08/08/07 -Quarta-feira

A beleza dentro dos ringues

Olá, amigos, é com muita honra e prazer que começo a escrever nesse espaço. Pensei muito se teria um tema fixo como política, cinema, música, futebol de botão, ou qualquer outra coisa para essa coluna. Acabei decidindo deixar isso em aberto, uma coisa mais anárquica e sincera. Espero que gostem e dêem algum feedback, nem que seja para falar que está horrível!
Vou estrear a coluna falando sobre as fortes e estranhas relações entre o boxe e o mundo da arte.

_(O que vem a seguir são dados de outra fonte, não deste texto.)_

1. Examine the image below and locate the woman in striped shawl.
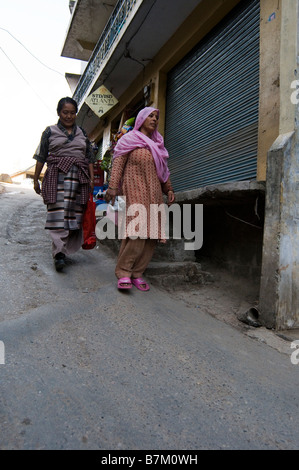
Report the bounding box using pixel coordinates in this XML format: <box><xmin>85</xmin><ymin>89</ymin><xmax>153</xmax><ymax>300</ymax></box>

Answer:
<box><xmin>33</xmin><ymin>97</ymin><xmax>95</xmax><ymax>271</ymax></box>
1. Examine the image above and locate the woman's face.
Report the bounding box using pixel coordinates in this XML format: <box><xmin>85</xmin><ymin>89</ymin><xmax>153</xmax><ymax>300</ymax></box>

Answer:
<box><xmin>140</xmin><ymin>111</ymin><xmax>159</xmax><ymax>136</ymax></box>
<box><xmin>58</xmin><ymin>103</ymin><xmax>76</xmax><ymax>129</ymax></box>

O boxe é um dos esportes que mais chama a atenção de escritores, cineastas, músicos e demais artistas. Dezenas de obras-primas foram produzidas sobre esse esporte, que visto de longe pode parecer apenas uma barbárie praticada por brutamontes acéfalos.

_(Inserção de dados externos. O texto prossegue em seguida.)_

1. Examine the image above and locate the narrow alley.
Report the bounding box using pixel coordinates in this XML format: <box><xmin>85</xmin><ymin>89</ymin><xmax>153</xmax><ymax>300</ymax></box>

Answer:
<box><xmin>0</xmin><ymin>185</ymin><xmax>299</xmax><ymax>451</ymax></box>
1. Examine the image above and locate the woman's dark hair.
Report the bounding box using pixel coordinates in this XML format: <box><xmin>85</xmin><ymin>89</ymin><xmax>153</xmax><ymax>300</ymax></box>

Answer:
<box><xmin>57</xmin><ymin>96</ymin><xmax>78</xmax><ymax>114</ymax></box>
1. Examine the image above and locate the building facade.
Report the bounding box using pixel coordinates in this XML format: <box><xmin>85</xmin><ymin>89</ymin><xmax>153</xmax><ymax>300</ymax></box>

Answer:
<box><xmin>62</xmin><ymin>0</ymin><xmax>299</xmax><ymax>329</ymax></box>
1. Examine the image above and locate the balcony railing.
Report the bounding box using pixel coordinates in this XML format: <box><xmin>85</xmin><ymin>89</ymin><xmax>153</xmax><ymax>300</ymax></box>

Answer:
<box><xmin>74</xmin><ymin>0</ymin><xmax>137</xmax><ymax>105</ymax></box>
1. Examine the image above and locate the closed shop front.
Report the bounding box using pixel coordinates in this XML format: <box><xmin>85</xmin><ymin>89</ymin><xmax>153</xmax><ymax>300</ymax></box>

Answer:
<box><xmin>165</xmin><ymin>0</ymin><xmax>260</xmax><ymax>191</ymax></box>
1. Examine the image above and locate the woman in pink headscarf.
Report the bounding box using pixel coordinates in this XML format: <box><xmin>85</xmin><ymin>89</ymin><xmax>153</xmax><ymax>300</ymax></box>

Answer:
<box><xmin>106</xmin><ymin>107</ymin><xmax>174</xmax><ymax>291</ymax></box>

Mas muitos dizem que o boxe é uma das metáforas mais cruéis da vida. Um ringue, dois oponentes. A vitória e a derrota como possibilidades. Sem empate, sem prorrogação. Cada movimento pode levar a glória ou a derrocada. Os olhos da platéia seriam como os olhos da sociedade, que não perdoam nenhum movimento em falso.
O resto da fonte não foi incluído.